Summary of large-scale application solutions for sqlserver database

With the widespread popularity of Internet applications, the storage and access of massive data has become a bottleneck in system design. For a large-scale Internet application, millions or even hundreds of millions of PVs will undoubtedly cause a very high load on the database every day. It has caused great problems to the stability and scalability of the system.

1. Load balancing technology A
load balancing cluster is composed of a group of independent computer systems, connected through a conventional network or a dedicated network, connected by routers, and each node cooperates with each other, shares the load, and balances the pressure. , the entire cluster can be regarded as a single server with ultra-high performance.

1. Implementation principle
To realize the load balancing technology of the database, first of all, there must be a control terminal that can control the connection to the database. Here, it cuts off the direct connection between the database and the program, and all programs access the middle layer, and then the middle layer accesses the database. In this way, we can specifically control access to a certain database, and then we can adopt an effective balancing strategy according to the current load of the database to adjust which database to connect to each time.
2. Realize multi-database data synchronization
For load balancing, the most important thing is that the data of all servers are synchronized in real time. This is necessary for a cluster, because if the data is not real-time and asynchronous, the data read by a user from one server is different from the data read from another server, which is not allowed. Therefore, the data synchronization of the database must be realized. In this way, there can be multiple resources when querying to achieve balance.

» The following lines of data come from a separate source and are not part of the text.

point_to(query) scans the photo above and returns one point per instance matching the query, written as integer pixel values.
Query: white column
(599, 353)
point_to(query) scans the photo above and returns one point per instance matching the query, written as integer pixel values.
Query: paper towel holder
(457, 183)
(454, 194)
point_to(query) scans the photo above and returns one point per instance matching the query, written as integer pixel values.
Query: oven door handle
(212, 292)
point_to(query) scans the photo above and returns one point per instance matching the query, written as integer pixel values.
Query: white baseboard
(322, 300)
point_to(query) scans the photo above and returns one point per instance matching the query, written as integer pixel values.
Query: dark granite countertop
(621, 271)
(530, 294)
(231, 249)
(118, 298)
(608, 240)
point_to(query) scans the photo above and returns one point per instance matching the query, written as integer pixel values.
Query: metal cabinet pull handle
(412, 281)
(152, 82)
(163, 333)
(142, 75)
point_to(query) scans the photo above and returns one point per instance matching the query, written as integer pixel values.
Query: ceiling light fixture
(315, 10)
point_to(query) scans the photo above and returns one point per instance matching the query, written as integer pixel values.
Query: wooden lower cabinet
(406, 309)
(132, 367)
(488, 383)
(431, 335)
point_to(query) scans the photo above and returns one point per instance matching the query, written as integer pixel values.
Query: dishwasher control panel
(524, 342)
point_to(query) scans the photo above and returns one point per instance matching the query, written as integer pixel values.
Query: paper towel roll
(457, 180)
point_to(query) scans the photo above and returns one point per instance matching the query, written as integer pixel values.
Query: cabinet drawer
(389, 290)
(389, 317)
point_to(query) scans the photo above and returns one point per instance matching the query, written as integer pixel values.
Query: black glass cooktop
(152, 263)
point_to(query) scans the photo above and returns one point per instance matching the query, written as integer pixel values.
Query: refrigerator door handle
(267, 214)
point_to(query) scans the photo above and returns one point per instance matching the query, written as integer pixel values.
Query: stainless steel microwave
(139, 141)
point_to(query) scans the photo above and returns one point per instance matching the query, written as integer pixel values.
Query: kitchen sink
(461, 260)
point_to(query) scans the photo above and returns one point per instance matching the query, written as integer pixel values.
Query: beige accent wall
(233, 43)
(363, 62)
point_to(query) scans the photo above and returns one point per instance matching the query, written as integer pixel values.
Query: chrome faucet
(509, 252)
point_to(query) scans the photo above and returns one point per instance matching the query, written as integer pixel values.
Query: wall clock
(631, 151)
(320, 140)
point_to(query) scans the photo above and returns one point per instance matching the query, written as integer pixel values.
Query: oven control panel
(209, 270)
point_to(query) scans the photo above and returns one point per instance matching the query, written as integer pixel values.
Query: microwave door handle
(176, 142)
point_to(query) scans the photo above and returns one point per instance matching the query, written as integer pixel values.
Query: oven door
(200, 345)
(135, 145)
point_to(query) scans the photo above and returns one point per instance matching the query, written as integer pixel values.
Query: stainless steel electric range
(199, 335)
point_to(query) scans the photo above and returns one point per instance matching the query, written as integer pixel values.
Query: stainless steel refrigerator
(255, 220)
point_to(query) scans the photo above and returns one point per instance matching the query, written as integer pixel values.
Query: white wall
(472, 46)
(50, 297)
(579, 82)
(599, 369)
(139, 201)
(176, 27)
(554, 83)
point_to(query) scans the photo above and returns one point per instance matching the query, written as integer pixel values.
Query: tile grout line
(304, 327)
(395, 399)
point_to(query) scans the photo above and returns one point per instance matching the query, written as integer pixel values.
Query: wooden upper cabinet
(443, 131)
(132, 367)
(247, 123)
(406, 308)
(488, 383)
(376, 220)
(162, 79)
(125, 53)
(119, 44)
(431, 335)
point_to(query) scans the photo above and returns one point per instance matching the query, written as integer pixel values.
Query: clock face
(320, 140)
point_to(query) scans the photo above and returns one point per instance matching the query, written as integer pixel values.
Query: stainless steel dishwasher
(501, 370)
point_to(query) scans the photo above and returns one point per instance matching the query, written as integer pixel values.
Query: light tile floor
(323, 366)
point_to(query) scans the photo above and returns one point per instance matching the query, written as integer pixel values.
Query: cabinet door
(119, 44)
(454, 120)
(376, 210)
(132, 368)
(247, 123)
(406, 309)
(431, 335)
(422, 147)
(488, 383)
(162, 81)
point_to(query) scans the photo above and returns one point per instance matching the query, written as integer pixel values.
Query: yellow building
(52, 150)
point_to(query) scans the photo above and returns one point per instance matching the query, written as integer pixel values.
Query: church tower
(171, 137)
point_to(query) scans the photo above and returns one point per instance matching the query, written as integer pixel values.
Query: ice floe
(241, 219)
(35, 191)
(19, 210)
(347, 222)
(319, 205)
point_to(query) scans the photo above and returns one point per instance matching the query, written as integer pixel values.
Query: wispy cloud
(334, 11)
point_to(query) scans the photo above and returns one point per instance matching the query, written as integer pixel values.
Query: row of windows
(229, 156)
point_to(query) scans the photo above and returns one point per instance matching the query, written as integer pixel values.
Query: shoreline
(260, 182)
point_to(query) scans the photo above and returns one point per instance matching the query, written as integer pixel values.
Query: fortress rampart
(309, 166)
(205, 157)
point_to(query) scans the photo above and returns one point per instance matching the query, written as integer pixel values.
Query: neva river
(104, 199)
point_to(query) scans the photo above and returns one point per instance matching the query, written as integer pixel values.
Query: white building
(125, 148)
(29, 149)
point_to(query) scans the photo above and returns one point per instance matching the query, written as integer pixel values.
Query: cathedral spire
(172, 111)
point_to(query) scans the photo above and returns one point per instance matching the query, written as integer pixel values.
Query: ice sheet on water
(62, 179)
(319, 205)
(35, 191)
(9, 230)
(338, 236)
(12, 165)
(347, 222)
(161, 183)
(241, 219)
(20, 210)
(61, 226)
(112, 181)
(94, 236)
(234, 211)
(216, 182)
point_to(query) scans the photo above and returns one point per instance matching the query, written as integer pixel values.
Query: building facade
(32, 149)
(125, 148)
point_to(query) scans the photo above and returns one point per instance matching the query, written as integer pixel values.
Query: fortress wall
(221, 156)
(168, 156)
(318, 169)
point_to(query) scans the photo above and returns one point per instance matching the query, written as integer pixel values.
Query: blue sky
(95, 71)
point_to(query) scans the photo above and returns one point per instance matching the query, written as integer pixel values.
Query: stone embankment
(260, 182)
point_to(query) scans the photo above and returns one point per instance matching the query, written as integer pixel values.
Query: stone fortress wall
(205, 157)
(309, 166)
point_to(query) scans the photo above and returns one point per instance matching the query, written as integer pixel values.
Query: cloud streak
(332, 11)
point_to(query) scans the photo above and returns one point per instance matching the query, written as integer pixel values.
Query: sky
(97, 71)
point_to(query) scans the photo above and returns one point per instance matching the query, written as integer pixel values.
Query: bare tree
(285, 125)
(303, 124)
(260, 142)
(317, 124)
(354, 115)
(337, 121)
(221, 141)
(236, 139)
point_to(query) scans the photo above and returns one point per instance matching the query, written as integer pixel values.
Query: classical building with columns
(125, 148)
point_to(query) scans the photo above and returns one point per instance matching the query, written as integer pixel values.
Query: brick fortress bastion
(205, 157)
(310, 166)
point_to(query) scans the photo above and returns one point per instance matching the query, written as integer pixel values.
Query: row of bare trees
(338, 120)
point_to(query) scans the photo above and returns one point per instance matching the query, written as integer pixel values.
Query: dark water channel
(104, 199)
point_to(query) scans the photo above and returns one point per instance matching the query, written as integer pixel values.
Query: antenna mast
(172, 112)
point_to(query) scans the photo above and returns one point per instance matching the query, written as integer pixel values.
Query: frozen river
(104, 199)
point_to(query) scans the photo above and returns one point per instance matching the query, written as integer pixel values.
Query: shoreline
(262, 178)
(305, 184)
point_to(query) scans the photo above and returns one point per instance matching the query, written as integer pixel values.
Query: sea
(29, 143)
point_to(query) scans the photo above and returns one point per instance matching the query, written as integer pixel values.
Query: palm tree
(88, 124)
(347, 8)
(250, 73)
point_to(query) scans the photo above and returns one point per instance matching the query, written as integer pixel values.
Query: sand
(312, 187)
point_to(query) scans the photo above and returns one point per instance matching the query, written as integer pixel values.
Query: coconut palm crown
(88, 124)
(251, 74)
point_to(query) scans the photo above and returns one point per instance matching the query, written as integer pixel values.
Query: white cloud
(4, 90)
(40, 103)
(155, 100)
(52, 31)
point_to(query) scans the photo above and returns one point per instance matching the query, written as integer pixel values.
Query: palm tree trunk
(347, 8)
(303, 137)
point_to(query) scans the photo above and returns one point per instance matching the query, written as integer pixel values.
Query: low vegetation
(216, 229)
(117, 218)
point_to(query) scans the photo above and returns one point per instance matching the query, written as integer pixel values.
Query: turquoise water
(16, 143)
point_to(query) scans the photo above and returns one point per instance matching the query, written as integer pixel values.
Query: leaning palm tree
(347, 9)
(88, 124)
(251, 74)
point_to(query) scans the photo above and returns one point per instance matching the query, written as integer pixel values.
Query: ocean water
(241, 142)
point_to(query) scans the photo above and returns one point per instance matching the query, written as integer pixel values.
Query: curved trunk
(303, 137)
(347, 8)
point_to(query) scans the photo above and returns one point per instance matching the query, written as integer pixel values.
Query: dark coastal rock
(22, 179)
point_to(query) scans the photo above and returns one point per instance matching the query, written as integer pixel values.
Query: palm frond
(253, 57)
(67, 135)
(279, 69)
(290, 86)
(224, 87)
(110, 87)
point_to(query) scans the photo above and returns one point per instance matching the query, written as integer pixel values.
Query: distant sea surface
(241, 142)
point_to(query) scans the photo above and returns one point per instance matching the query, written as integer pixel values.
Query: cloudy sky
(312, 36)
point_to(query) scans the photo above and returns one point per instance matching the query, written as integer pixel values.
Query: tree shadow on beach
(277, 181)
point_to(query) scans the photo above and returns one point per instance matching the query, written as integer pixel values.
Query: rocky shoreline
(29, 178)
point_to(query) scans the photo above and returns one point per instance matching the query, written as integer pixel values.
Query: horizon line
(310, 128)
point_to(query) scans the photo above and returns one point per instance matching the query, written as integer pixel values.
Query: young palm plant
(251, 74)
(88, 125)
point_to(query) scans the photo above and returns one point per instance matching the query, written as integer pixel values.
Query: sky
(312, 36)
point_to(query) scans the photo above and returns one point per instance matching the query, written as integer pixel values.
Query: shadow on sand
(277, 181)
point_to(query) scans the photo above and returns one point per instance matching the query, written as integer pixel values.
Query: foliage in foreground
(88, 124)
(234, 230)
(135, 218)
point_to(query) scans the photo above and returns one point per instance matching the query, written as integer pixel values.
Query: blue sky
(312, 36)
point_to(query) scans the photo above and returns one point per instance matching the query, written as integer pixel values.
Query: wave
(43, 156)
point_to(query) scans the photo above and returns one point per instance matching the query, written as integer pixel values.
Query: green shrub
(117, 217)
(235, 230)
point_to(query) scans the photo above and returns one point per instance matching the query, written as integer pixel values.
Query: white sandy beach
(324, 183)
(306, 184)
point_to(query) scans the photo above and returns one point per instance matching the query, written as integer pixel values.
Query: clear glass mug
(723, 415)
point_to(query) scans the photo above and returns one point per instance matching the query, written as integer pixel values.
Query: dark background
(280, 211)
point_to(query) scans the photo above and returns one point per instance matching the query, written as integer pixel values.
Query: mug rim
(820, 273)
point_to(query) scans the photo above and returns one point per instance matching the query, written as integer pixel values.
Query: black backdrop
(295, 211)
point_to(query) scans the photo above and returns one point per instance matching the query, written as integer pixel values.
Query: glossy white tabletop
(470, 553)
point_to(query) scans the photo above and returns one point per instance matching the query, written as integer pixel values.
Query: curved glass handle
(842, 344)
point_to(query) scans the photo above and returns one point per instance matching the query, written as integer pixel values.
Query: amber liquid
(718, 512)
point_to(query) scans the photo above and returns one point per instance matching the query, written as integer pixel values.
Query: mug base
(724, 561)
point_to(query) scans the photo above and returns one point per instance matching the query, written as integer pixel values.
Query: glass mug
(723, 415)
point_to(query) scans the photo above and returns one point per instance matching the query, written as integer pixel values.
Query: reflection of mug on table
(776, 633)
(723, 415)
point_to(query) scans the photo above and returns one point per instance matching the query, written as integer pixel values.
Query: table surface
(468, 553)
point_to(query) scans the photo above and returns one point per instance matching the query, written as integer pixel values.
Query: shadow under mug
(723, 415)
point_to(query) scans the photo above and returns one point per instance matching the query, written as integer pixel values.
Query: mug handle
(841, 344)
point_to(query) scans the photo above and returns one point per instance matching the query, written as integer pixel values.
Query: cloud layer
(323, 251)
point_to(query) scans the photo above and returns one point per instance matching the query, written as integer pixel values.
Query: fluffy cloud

The more commonly used method is Moebius for SQL Server cluster. Moebius for SQL Server cluster adopts the method of residing the core program in the database of each machine. This core program is called Moebius for SQL Server middleware, and its main function is to monitor the database. Data changes and synchronize the changed data to other databases. The client will get a response after the data synchronization is completed. The synchronization process is completed concurrently, so the time for synchronization to multiple databases and synchronization to one database is basically the same; in addition, the synchronization process is completed in a transactional environment, ensuring more data consistency at any time. Because of the innovation of the Moebius middleware host in the database, the middleware can not only know the data changes, but also the SQL statements that cause the data changes, and intelligently adopt different data synchronization strategies according to the type of SQL statements to ensure data synchronization costs. the minimization of .

If the number of data items is small and the data content is not large, the number of data items to be synchronized directly
is very small, but it contains large data types, such as text, binary data, etc., the data is compressed first and then synchronized, thereby reducing network bandwidth. occupancy and transmission time.
There are many pieces of data. At this time, the middleware will get the SQL statement that causes the data change, then parse the SQL statement, analyze its execution plan and execution cost, and choose whether to synchronize the data or synchronize the SQL statement to other databases. This situation is very useful when adjusting the table structure or changing data in batches.
3. Advantages and disadvantages
(1) Strong scalability: when the system needs a higher database processing speed, it can be expanded simply by adding a database server.
(2) Maintainability: When a node fails, the system will automatically detect the failure and transfer the application of the failed node to ensure the continuous operation of the database.
(3) Security: Because the data will be synchronized on multiple servers, the redundancy of the data set can be realized, and the security can be ensured by multiple copies of the data. In addition, it successfully placed the database into the intranet, which better protects the security of the database.
(4) Ease of use: It is completely transparent to the application, and the cluster exposes an IP

(1) The load cannot be distributed according to the processing capacity of the Web server.
(2) The failure of the load balancer (control end) will cause the entire database system to be paralyzed.

 

Second, the separation of reading and writing of the database
1. Implementation principle: The separation of reading and writing is simply to separate the operations of reading and writing to the database corresponding to different database servers, which can effectively reduce the pressure on the database and also reduce the pressure on the io. The main database provides write operations, and the slave database provides read operations. In fact, in many systems, it is mainly read operations. When the master database performs a write operation, the data must be synchronized to the slave database, so as to effectively ensure the integrity of the database.

(ebay's read-write ratio is 260:1, ebay's read-write separation)

(Microsoft database distribution) 

2. Implementation method: In MS Sql server, you can use the way of publishing definition to realize database replication, realize read-write separation, replication is the technology of copying a set of data from one data source to multiple data sources, it is to publish a data efficient way to multiple storage sites. Using replication technology, users can publish a piece of data to multiple servers. Replication technology can ensure that data distributed in different locations are automatically updated synchronously, thereby ensuring data consistency. There are three types of SQL SERVER replication technologies: snapshot replication, transactional replication, and merge replication. SQL SERVER mainly uses publications and subscriptions to process replication. The server where the source data is located is the publishing server, which is responsible for publishing the data. The publishing server replicates a copy of all changes to the data to be published to the distribution server, which contains a distribution database that receives all changes to the data, saves the changes, and distributes these changes to the subscribers.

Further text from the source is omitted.